Crews helped Mrs. V with her mobile phone so that she could call her son, and wrote the medicine schedule in her notice book which she used to help her rmember things. Advice was also given to take the documentation with her for her visit to her GP on the following Monday, but if her pain got worse to contact 111.

Following the encounter Mrs. V was left feeling comfortable and willing to talk through her concerns. In addition, her family were happy with our actions, and a feedback report was instant given through our Fire Control team.

The initial information we received about Mrs. P was that she was an 85 year-old lady that had been discharged from hospital and had dementia. On arrival at the agreed time of one hour from her discharge, crews entered through the back door which had been left open and unsecured where they found her lying on the floor.

Unfortunately Mrs. P was unable to get up, and was also very cold. Worryingly, her front room fire had also been left on full. Unaware of her visit or what had happened since she got home, Mrs. P was given reassurance and made comfortable by moving her to the front room following an assessment for injuries.

As Mrs. P was still very confused and with little mobility, Mrs. P was taken back to hospital via an ambulance. Crews also completed a report recommending a joint visit with a care worker and Vulnerable Persons Officer, a falls assessment to be completed and for Telecare equipment to be installed.

Despite being a a failed discharge, we provided a control measure which worked and ensure the safety of Mrs. P through a timely response. This allows for greater confidence in future discharges, knowing that a guaranteed visit will take place in the home environment in a timely manner.

West Midlands Fire Service is a unique and trusted brand that operates across the West Midlands delivering 24/7, 365 responsive services. We recognise the link between the need to keep local people safe from harm and the impact from poverty, deprivation and health inequalities. Operating from 38 stations across the West Midlands, we have the infrastructure to enable us to understand and meet the current and future needs of our changing community. Because the wider public recognises and trusts that we will be there for them and keep them safe from harm, we can use that trust to tackle other issues too.

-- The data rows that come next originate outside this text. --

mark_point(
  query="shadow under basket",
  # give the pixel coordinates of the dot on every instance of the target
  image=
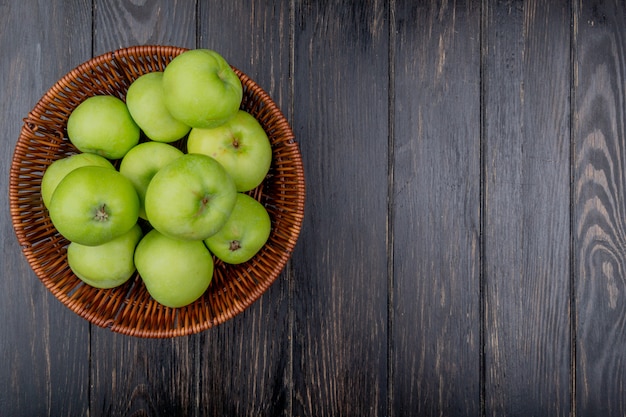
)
(129, 309)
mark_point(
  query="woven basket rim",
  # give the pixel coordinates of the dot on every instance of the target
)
(128, 309)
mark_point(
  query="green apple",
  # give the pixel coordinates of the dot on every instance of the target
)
(108, 265)
(142, 162)
(102, 125)
(146, 105)
(176, 272)
(201, 89)
(61, 167)
(240, 145)
(93, 205)
(244, 234)
(190, 198)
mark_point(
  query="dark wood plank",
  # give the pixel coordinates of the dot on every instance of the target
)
(436, 209)
(120, 24)
(340, 265)
(527, 198)
(600, 207)
(133, 376)
(43, 345)
(246, 362)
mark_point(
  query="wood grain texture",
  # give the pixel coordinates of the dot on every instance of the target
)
(133, 376)
(246, 363)
(436, 210)
(340, 263)
(526, 236)
(120, 23)
(44, 348)
(600, 207)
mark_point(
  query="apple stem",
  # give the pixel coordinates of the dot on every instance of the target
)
(101, 214)
(234, 245)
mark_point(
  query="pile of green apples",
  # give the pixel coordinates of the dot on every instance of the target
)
(130, 203)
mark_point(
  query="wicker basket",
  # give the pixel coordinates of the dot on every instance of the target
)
(129, 309)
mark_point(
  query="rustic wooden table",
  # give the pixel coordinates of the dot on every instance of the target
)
(464, 245)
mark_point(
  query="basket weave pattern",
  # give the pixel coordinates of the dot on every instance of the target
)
(129, 309)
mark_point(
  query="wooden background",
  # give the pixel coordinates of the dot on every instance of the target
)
(464, 245)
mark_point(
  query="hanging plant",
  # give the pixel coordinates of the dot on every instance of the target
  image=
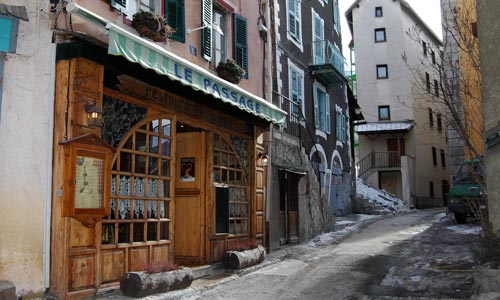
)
(230, 71)
(151, 26)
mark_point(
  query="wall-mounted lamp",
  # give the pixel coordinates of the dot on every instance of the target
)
(212, 26)
(264, 156)
(94, 114)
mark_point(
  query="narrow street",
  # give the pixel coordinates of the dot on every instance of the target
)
(410, 256)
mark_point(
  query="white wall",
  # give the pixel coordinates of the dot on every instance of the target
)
(24, 151)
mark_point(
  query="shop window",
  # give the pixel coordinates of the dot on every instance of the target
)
(230, 163)
(321, 108)
(141, 187)
(382, 72)
(384, 113)
(380, 35)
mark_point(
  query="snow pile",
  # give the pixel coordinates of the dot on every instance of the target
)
(466, 229)
(381, 199)
(349, 226)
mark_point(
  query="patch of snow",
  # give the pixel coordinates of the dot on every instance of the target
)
(334, 236)
(466, 229)
(387, 201)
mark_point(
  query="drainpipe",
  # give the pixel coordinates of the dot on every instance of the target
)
(48, 184)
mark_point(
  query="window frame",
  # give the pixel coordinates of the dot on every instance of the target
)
(377, 30)
(296, 35)
(292, 68)
(380, 108)
(381, 67)
(321, 112)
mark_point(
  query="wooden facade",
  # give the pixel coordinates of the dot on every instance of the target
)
(185, 184)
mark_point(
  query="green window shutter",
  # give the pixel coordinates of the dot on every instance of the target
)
(316, 106)
(240, 42)
(206, 33)
(174, 13)
(327, 113)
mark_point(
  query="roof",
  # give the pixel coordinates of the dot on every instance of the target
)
(14, 11)
(411, 12)
(383, 127)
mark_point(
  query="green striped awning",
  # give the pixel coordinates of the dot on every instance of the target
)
(152, 56)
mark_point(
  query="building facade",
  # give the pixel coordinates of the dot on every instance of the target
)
(487, 14)
(137, 151)
(311, 160)
(403, 147)
(461, 81)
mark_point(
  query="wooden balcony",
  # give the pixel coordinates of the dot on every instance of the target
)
(378, 160)
(328, 63)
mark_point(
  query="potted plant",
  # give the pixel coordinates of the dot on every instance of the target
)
(243, 254)
(151, 26)
(156, 278)
(230, 71)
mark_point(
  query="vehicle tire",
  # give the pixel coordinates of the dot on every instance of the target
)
(460, 218)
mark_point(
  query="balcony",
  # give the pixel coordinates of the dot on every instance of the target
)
(378, 160)
(328, 63)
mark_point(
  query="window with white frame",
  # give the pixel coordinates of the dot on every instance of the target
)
(296, 83)
(321, 108)
(336, 15)
(340, 125)
(294, 19)
(318, 36)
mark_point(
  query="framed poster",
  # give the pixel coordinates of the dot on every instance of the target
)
(87, 172)
(187, 169)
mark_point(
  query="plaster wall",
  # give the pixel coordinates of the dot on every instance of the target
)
(488, 32)
(25, 155)
(372, 92)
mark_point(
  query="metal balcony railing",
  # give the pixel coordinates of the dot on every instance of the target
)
(378, 160)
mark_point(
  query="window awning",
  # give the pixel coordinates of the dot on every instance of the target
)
(152, 56)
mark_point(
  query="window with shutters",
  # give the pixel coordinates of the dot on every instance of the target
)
(321, 108)
(318, 36)
(296, 82)
(336, 15)
(294, 20)
(175, 15)
(240, 42)
(8, 33)
(340, 125)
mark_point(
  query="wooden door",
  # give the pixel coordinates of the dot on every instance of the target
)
(189, 198)
(289, 217)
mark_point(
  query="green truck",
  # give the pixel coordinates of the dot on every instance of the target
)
(466, 196)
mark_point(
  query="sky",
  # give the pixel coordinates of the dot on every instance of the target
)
(428, 10)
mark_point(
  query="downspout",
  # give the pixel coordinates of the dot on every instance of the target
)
(48, 187)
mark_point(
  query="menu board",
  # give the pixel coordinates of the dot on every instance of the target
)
(89, 184)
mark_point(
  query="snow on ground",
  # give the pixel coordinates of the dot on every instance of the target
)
(381, 198)
(466, 228)
(349, 226)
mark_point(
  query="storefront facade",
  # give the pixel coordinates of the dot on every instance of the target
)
(175, 162)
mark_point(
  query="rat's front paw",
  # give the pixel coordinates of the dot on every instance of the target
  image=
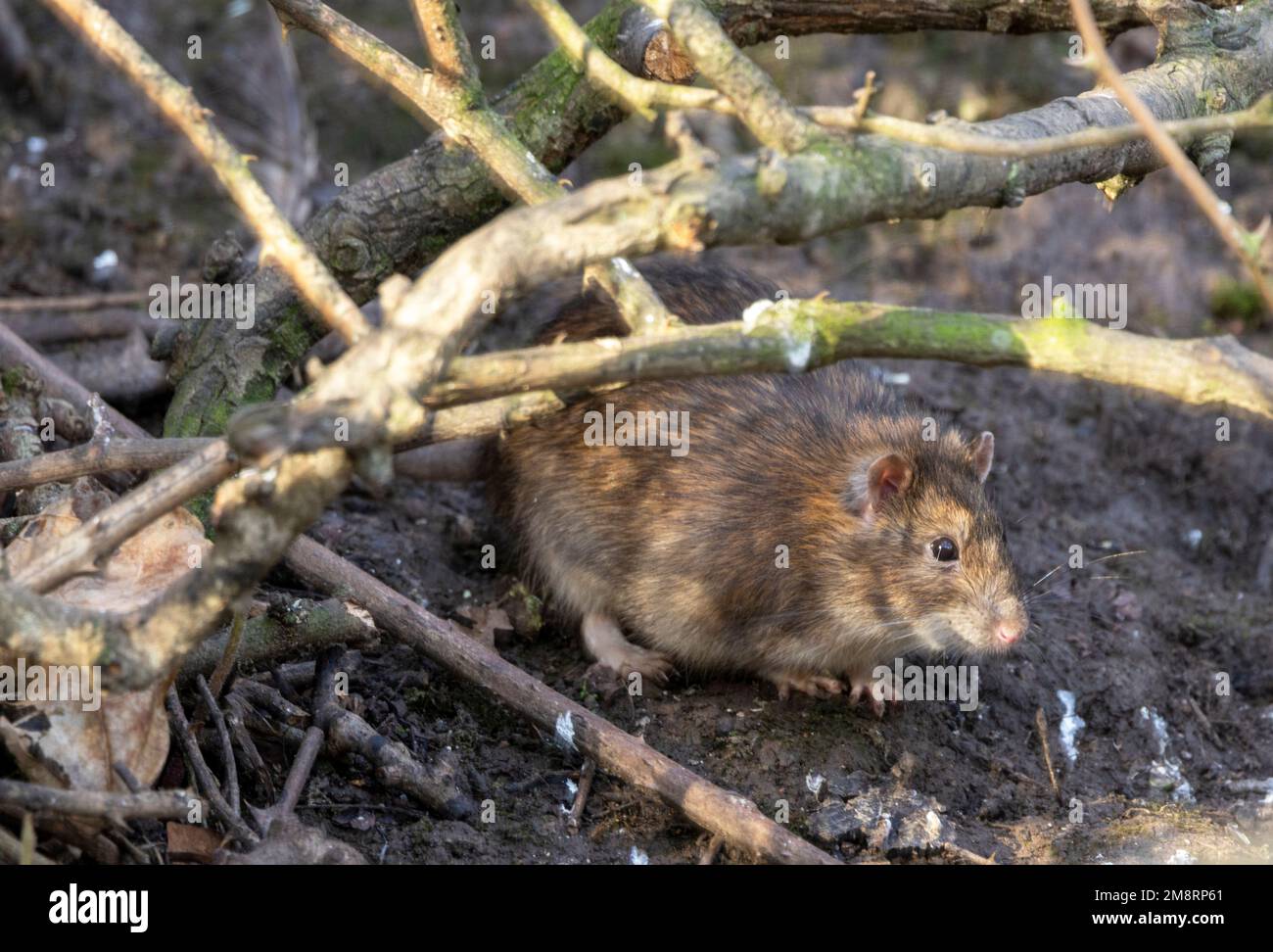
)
(873, 690)
(649, 664)
(813, 685)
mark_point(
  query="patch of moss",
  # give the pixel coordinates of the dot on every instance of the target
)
(1238, 302)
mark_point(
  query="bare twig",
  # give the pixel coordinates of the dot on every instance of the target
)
(461, 111)
(574, 726)
(1243, 243)
(77, 551)
(279, 239)
(452, 60)
(58, 383)
(636, 94)
(955, 139)
(230, 783)
(229, 655)
(74, 302)
(96, 457)
(148, 804)
(581, 795)
(1042, 730)
(1196, 370)
(13, 850)
(755, 97)
(432, 785)
(227, 814)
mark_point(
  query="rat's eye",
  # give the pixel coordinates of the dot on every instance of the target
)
(943, 550)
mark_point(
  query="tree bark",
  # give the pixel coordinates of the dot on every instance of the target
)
(401, 216)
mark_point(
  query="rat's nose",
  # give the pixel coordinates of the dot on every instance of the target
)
(1006, 632)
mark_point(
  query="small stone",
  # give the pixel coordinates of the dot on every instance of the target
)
(847, 785)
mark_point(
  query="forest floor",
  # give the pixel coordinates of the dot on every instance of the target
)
(1165, 766)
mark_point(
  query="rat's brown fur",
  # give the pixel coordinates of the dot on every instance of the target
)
(685, 552)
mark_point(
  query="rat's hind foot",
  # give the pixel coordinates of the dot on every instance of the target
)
(813, 685)
(605, 644)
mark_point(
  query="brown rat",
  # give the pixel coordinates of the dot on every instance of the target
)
(794, 527)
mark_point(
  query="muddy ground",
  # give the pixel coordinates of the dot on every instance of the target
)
(1166, 768)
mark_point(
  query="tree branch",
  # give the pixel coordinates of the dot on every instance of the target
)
(179, 107)
(1244, 245)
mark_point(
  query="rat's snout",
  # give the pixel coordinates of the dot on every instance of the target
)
(1010, 626)
(1009, 632)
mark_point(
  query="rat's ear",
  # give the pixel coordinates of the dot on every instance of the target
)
(983, 454)
(886, 477)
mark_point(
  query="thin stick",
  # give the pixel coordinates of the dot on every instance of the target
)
(459, 109)
(759, 105)
(581, 795)
(636, 94)
(97, 457)
(223, 735)
(1243, 243)
(227, 663)
(77, 552)
(1195, 370)
(955, 139)
(1042, 728)
(74, 302)
(58, 383)
(203, 773)
(279, 239)
(718, 811)
(148, 804)
(13, 850)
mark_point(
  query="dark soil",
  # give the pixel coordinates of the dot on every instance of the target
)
(1174, 632)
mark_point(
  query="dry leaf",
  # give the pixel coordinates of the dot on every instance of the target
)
(59, 742)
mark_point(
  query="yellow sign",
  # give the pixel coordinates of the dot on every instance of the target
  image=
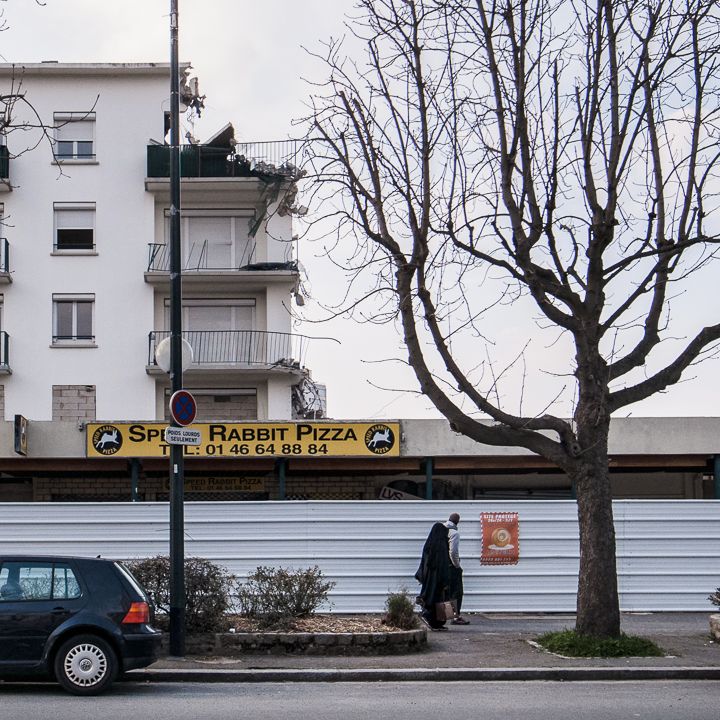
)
(301, 439)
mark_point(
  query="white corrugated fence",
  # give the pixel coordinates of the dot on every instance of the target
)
(668, 551)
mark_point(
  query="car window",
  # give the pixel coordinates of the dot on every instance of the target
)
(37, 581)
(131, 579)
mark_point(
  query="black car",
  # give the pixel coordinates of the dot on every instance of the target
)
(82, 620)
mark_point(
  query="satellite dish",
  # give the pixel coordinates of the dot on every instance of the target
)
(162, 354)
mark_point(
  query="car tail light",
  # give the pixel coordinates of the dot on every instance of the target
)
(138, 613)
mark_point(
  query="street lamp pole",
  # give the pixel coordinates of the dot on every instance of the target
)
(177, 470)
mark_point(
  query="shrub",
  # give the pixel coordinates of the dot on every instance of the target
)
(399, 610)
(275, 596)
(571, 644)
(207, 591)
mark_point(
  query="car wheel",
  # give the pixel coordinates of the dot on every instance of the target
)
(85, 665)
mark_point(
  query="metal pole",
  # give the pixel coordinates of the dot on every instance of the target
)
(134, 478)
(281, 467)
(177, 472)
(429, 466)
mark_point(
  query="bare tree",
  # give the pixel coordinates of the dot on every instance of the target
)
(561, 152)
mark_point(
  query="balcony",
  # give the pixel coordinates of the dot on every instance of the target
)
(237, 350)
(256, 159)
(4, 354)
(223, 171)
(4, 169)
(200, 270)
(5, 276)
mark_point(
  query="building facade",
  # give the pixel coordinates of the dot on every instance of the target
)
(84, 306)
(85, 260)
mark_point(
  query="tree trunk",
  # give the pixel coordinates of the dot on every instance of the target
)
(597, 599)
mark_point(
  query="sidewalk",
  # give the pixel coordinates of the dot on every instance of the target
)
(493, 647)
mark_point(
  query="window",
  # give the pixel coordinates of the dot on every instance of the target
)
(75, 136)
(219, 315)
(37, 581)
(74, 227)
(73, 319)
(215, 239)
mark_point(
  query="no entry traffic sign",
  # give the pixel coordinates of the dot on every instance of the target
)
(183, 407)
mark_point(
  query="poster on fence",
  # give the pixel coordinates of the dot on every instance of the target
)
(500, 538)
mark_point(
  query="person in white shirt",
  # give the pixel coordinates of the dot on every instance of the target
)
(456, 583)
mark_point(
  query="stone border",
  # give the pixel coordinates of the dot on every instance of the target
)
(304, 643)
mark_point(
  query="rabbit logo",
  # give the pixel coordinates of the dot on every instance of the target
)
(107, 440)
(379, 439)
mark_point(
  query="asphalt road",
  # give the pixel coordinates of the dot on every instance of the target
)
(672, 700)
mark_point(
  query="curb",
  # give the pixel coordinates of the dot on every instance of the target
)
(424, 674)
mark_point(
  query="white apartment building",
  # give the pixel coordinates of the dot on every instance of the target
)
(84, 265)
(84, 302)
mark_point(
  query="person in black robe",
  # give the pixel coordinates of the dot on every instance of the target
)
(434, 575)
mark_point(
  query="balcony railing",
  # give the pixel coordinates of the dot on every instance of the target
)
(4, 351)
(233, 348)
(4, 162)
(4, 255)
(248, 160)
(197, 260)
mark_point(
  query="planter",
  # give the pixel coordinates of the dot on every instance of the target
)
(715, 627)
(304, 643)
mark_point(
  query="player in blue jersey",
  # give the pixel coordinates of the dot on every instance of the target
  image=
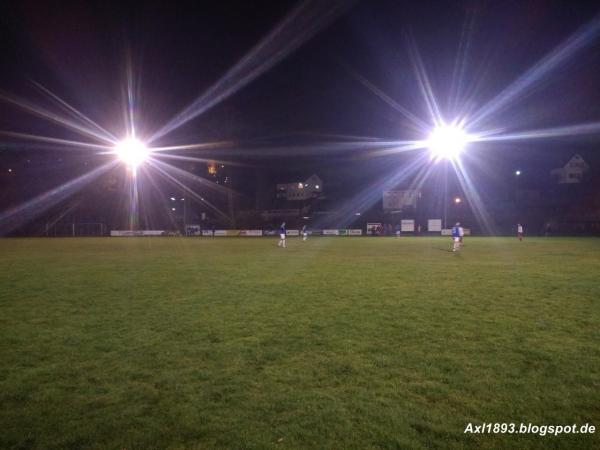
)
(456, 235)
(281, 242)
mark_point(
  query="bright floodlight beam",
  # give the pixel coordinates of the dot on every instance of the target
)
(132, 152)
(447, 142)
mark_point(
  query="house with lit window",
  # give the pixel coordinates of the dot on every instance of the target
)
(572, 172)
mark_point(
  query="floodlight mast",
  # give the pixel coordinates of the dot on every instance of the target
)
(132, 152)
(447, 142)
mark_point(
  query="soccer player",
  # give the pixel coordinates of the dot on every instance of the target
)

We understand that to reach the maximum social value in our activities we need to map and tackle health inequalities. This endeavour has been acknowledged by different organisations, and we are one of the first fire services in the country to acquire Marmot partnership status. We work in partnership with other organisations to reduce preventable ill health and early death by targeting through an evidence-based approach demographic groups and areas that are vulnerable within our society.

Uniquely, we provide an enhanced service through the introduction of Vulnerable Persons Officers (VPOs.) These Officers have received advanced specialist training and visit the home, often in partnership with other agencies, after receiving referrals from other organisations, following an emergency incident or a ‘Safe and Well’ visit. They gain the trust and cooperation of a client over an extended period and will continue to visit until they believe the householder is safe from harm.

By working in partnership they can resolve a wide range of problems such as: slips, trips and falls, hearing and sight issues and mobility concerns. By taking the time to deal with a range of issues, they help to ensure that those with special needs or complex conditions receive timely help and support, thereby helping them to retain their independence within a safe environment.

We are currently commissioned to deliver health and wellbeing interventions including slips, trips and falls and achieving the safe discharge of patients from Accident and Emergency and in-hospital stays through our ‘Safe and Well’ home visits and social prescribing. The holistic approach that we’re undertaking places us as a credible service provider for health and local authority commissions.